TooMuchBlue

My collection of rants and raves about technology, my kids and family, social/cultural phenomena, and inconsistencies in the media and politics.

2006-12-29

Well, don't that beat all.

Saddam Hussein, convicted and sentenced to hang tonight (9:30 or 10:00 pm EST) has appealed to a U.S. judge to stay his execution.

Hussein's lawyers filed documents Friday afternoon asking for a stay of execution. The 21-page request was filed in U.S. District Court in Washington before Judge Colleen Kollar-Kotelly.

Attorneys argued that because Hussein also faces a civil lawsuit in Washington, he has rights as a civil defendant that would be violated if he is executed. He has not received notice of those rights and the consequences that the lawsuit would have on his estate, his attorneys said.

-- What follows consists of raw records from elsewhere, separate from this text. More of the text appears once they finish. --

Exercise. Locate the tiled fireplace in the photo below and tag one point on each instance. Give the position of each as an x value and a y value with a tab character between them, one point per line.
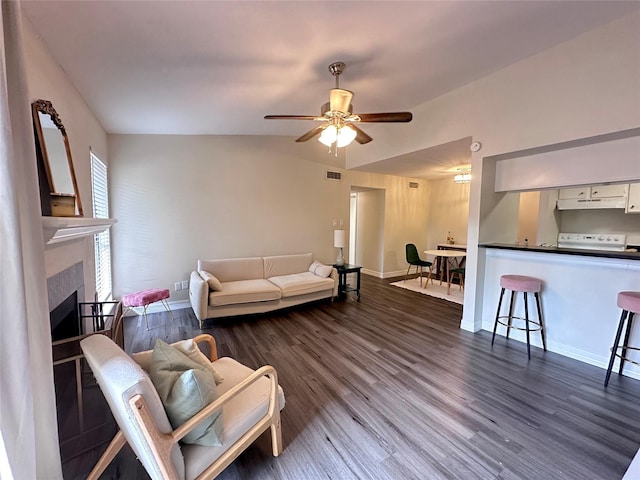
65	289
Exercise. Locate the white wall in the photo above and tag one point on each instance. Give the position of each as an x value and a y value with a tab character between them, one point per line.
47	81
179	198
370	231
585	87
448	212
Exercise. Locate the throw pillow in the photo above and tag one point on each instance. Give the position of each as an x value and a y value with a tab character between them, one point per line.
323	270
189	348
214	283
313	266
186	387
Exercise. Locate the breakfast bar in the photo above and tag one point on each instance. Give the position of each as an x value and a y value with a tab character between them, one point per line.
580	288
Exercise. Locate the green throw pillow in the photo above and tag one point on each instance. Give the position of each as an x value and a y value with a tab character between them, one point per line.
185	387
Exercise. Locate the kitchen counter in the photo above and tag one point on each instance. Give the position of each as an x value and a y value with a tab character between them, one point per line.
565	251
579	293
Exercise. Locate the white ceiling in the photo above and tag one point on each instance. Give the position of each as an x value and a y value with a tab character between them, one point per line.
217	67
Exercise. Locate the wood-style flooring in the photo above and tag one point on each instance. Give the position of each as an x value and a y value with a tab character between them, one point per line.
391	388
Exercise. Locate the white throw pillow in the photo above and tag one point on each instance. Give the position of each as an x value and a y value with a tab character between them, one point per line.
214	283
320	269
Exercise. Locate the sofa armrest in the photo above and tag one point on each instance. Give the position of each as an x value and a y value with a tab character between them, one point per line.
199	296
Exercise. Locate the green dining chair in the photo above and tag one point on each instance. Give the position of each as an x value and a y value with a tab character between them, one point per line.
413	259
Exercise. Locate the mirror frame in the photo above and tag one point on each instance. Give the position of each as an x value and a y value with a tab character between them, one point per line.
45	107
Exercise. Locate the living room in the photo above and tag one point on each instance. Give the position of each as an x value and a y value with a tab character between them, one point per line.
181	197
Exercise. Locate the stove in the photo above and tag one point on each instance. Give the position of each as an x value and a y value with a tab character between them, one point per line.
613	242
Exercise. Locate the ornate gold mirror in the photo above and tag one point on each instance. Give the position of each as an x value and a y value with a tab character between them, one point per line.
54	153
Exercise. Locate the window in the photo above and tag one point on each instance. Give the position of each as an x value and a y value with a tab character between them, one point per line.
102	240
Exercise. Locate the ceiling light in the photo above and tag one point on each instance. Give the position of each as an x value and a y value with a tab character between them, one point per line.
341	136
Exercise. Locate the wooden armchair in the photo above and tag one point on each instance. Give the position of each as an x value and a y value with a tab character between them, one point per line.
250	400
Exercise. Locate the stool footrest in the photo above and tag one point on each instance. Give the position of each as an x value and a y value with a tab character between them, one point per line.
531	329
625	358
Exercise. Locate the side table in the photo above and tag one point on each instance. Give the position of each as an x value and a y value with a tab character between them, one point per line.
343	287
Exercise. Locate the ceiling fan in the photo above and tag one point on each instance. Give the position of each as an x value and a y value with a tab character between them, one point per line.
338	120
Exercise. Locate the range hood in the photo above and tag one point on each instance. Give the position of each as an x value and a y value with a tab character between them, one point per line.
592	203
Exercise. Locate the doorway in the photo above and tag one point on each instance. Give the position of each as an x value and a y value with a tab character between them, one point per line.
366	228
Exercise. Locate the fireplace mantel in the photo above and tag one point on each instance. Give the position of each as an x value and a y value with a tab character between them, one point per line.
63	229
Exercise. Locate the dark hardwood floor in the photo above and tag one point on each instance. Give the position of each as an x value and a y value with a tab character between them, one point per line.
391	388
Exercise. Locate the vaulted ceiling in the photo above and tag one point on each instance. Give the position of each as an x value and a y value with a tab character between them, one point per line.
217	67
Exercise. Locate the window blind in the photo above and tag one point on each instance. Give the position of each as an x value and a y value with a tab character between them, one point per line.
102	240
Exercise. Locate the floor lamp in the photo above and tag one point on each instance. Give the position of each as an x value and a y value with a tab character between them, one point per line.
338	242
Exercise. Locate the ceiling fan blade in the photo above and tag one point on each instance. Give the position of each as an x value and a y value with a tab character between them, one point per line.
361	137
291	117
389	117
311	133
340	100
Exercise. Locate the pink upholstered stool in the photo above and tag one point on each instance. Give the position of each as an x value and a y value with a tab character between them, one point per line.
629	302
526	285
145	298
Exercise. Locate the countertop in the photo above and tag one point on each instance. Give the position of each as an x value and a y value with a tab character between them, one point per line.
564	251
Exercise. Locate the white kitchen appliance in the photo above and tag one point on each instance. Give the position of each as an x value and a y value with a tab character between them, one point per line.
612	242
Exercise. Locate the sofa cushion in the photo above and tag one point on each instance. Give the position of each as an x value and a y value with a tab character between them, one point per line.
245	291
186	387
212	281
301	283
234	269
286	264
320	269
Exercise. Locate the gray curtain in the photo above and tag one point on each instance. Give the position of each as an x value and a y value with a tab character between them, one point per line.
28	426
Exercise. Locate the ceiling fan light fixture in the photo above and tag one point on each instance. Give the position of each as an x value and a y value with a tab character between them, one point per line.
346	135
328	136
342	136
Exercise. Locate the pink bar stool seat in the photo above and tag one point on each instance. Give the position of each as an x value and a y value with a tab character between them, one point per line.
521	283
629	302
526	285
144	298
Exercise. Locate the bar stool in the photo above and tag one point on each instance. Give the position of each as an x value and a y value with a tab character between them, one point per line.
526	285
629	302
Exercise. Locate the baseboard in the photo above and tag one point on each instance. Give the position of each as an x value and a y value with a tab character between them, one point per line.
158	307
630	370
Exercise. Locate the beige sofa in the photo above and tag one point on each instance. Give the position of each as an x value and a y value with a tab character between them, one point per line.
258	284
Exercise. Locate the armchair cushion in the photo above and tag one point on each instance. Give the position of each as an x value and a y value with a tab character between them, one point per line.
185	387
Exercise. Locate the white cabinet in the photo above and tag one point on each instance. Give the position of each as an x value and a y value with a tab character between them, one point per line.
633	203
609	191
574	193
594	196
595	191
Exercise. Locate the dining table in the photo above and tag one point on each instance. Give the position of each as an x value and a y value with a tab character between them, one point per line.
450	259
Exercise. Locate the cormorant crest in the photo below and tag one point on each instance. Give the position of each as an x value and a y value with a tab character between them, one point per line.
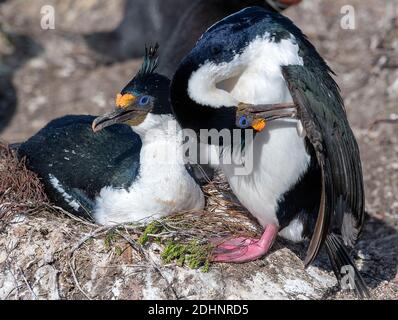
150	61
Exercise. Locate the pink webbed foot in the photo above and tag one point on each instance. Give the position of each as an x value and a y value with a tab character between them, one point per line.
242	249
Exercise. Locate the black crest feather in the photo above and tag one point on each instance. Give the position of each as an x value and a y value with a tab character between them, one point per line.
151	60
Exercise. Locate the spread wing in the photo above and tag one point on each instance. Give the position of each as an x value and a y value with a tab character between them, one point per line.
321	110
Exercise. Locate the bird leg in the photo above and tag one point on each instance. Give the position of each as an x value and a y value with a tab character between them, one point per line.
242	249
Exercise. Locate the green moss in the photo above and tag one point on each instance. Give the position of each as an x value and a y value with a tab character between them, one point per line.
110	238
192	255
153	228
119	251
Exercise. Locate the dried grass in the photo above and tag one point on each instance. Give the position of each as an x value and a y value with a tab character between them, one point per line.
20	189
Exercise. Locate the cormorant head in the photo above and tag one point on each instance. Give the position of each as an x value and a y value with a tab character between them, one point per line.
142	101
202	89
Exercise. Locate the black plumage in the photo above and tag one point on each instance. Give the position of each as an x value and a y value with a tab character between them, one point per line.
84	161
330	193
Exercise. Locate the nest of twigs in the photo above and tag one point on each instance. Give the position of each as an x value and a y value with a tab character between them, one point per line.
20	189
185	237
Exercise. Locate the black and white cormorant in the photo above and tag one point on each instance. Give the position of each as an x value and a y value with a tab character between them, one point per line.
131	168
307	178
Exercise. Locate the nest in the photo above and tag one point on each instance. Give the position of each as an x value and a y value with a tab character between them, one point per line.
185	238
20	189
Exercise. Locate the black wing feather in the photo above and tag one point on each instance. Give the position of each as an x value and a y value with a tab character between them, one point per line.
321	110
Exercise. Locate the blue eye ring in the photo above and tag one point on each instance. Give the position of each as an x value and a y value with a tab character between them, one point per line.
144	101
244	122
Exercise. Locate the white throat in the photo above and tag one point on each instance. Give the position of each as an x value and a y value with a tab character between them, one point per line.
256	72
162	142
280	157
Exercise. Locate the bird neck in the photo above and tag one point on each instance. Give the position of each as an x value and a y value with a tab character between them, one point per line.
192	115
162	145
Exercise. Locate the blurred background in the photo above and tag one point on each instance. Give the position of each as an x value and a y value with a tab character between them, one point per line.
95	49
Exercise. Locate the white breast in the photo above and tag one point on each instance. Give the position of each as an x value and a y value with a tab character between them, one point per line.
280	157
163	187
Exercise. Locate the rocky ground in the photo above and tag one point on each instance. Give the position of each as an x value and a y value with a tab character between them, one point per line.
56	72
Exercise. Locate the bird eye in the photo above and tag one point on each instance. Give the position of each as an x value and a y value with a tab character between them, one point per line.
243	122
216	49
144	101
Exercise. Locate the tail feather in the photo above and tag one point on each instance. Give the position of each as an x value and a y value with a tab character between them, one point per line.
340	258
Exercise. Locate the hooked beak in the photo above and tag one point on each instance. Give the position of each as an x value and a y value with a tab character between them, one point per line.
258	115
126	111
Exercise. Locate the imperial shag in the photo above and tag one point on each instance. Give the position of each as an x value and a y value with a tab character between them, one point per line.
131	169
254	66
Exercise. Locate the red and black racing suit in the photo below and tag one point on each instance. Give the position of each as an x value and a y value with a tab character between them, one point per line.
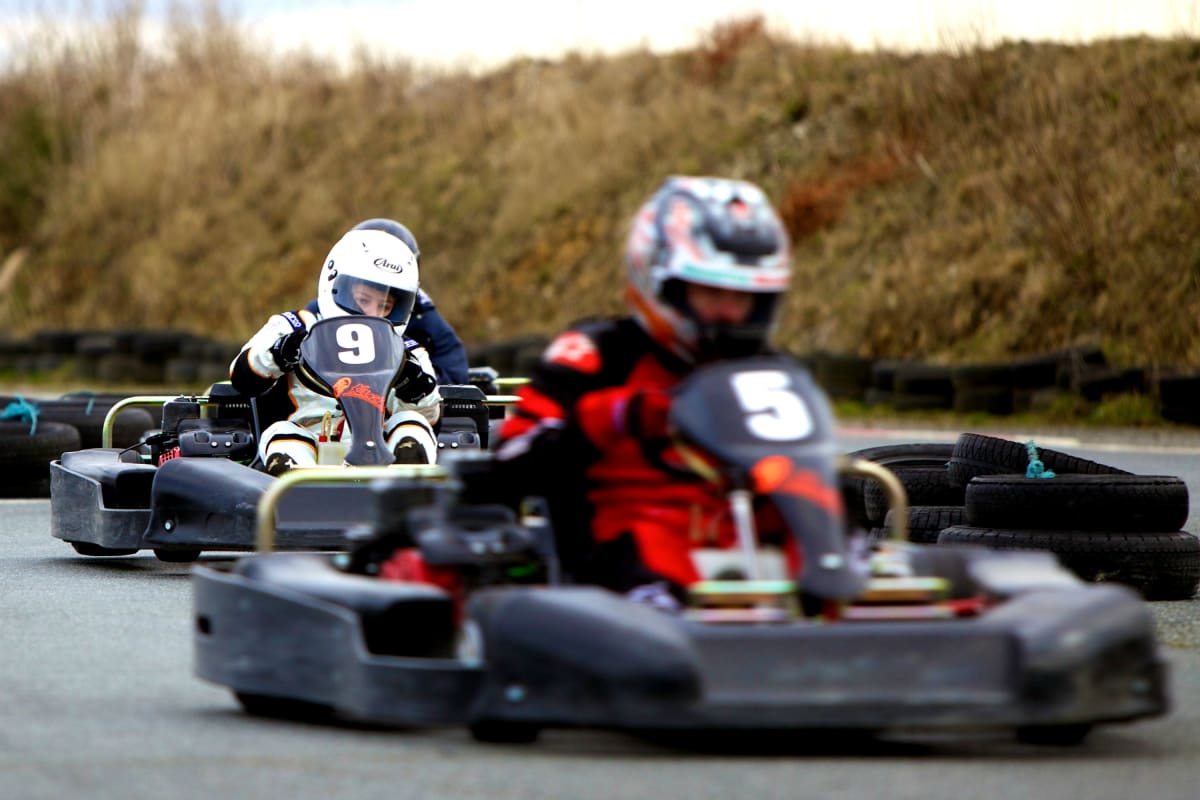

"To protect those rights, defendant Saddam Hussein requests an order of this court providing a stay of his execution until further notice of this court," attorney Nicholas Gilman wrote.

Saddam was captured, brought up on charges, tried, convicted, had his appeal, and now should be executed all within a period of three years. Here in the U.S., a death-row inmate can spend twice that long or much longer caught up in appeals.

What a deplorable statement about the justice process in the USA that the fledgling and fragile democracy we're trying to help start up can deliver justice more quickly than we can. Perhaps we should be taking notes from the Iraqis on how to dispense justice for those who are convicted?

Note also that this decision came down from a court where death threats were made and carried out repeatedly. Here in the U.S., courts are intimidated by everything, except the rulings of the Supreme Court, of course.

The Iraqis aren't missing the importance of this execution, either:

In his Friday sermon, a mosque preacher in the Shiite holy city of Najaf called Saddam's execution "God's gift to Iraqis."

"Oh, God, you know what Saddam has done! He killed millions of Iraqis in prisons, in wars with neighboring countries and he is responsible for mass graves," said Sheik Sadralddin al-Qubanji, a member of the Supreme Council for the Islamic Revolution in Iraq, known as SCIRI, a dominant party in al-Maliki's coalition. "Oh God, we ask you to take revenge on Saddam."